Discipline of Child and Adolescent Health, Faculty of Health and Medicine, University of Sydney, Sydney, NSW2006, Australia.
Nat Commun. 2022 Mar 29;13(1):1655. doi: 10.1038/s41467-022-29271-y.
Predicting which cryptic-donors may be activated by a splicing variant in patient DNA is notoriously difficult. Through analysis of 5145 cryptic-donors (versus 86,963 decoy-donors not used; any GT or GC), we define an empirical method predicting cryptic-donor activation with 87% sensitivity and 95% specificity. Strength (according to four algorithms) and proximity to the annotated-donor appear important determinants of cryptic-donor activation. However, other factors such as splicing regulatory elements, which are difficult to identify, play an important role and are likely responsible for current prediction inaccuracies. We find that the most frequently recurring natural mis-splicing events at each exon-intron junction, summarised over 40,233 RNA-sequencing samples (40K-RNA), predict with accuracy which cryptic-donor will be activated in rare disease. 40K-RNA provides an accurate, evidence-based method to predict variant-activated cryptic-donors in genetic disorders, assisting pathology consideration of possible consequences of a variant for the encoded protein and RNA diagnostic testing strategies.

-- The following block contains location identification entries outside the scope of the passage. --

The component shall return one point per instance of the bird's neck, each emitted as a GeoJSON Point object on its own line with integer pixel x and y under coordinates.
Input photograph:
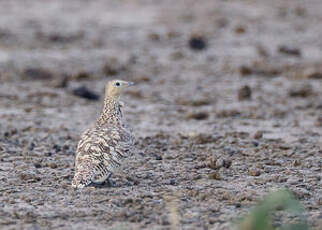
{"type": "Point", "coordinates": [111, 113]}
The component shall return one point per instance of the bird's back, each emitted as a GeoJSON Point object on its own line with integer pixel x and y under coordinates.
{"type": "Point", "coordinates": [100, 152]}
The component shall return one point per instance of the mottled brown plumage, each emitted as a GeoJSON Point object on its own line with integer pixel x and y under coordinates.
{"type": "Point", "coordinates": [103, 148]}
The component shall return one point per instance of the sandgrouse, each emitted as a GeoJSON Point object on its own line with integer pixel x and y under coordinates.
{"type": "Point", "coordinates": [104, 147]}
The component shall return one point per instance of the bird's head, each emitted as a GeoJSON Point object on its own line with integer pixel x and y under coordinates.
{"type": "Point", "coordinates": [114, 88]}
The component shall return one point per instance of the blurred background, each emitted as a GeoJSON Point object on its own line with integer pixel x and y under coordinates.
{"type": "Point", "coordinates": [227, 107]}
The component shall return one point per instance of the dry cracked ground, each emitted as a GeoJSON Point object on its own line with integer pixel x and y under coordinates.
{"type": "Point", "coordinates": [226, 108]}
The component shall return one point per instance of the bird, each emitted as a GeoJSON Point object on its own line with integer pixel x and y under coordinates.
{"type": "Point", "coordinates": [105, 146]}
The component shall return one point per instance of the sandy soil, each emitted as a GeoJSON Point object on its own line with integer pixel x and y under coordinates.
{"type": "Point", "coordinates": [227, 107]}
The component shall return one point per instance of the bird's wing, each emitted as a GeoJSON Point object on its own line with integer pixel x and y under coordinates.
{"type": "Point", "coordinates": [100, 152]}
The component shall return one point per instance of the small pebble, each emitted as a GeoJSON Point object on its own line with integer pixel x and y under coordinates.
{"type": "Point", "coordinates": [52, 165]}
{"type": "Point", "coordinates": [244, 93]}
{"type": "Point", "coordinates": [254, 172]}
{"type": "Point", "coordinates": [197, 43]}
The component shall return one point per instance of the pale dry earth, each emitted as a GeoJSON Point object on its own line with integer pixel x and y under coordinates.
{"type": "Point", "coordinates": [208, 148]}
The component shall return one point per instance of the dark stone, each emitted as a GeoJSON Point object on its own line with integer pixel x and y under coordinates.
{"type": "Point", "coordinates": [84, 92]}
{"type": "Point", "coordinates": [197, 43]}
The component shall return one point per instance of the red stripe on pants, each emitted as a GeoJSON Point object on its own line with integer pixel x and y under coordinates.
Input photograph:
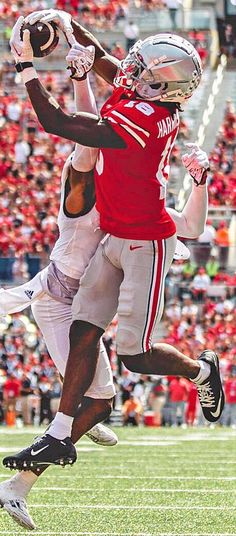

预测患者 DNA 中的剪接变异可能激活哪些隐匿供体是出了名的困难。通过对 5145 个隐匿供体(相对于 86963 个未使用的诱饵供体;任何 GT 或 GC)的分析,我们定义了一种预测隐匿供体激活的经验方法,其灵敏度为 87%,特异性为 95%。强度(根据四个算法)和与注释供体的接近度似乎是隐匿供体激活的重要决定因素。然而,其他难以识别的因素,如剪接调控元件,也起着重要作用,可能是导致目前预测不准确的原因。我们发现,在超过 40233 个 RNA 测序样本(40K-RNA)中,每个外显子-内含子接头处最常出现的自然错误剪接事件汇总,可以准确预测哪些隐匿供体将在罕见疾病中被激活。40K-RNA 为预测遗传疾病中变异激活的隐匿供体提供了一种准确的、基于证据的方法,有助于病理学家考虑变异对编码蛋白的可能影响,并为 RNA 诊断测试策略提供依据。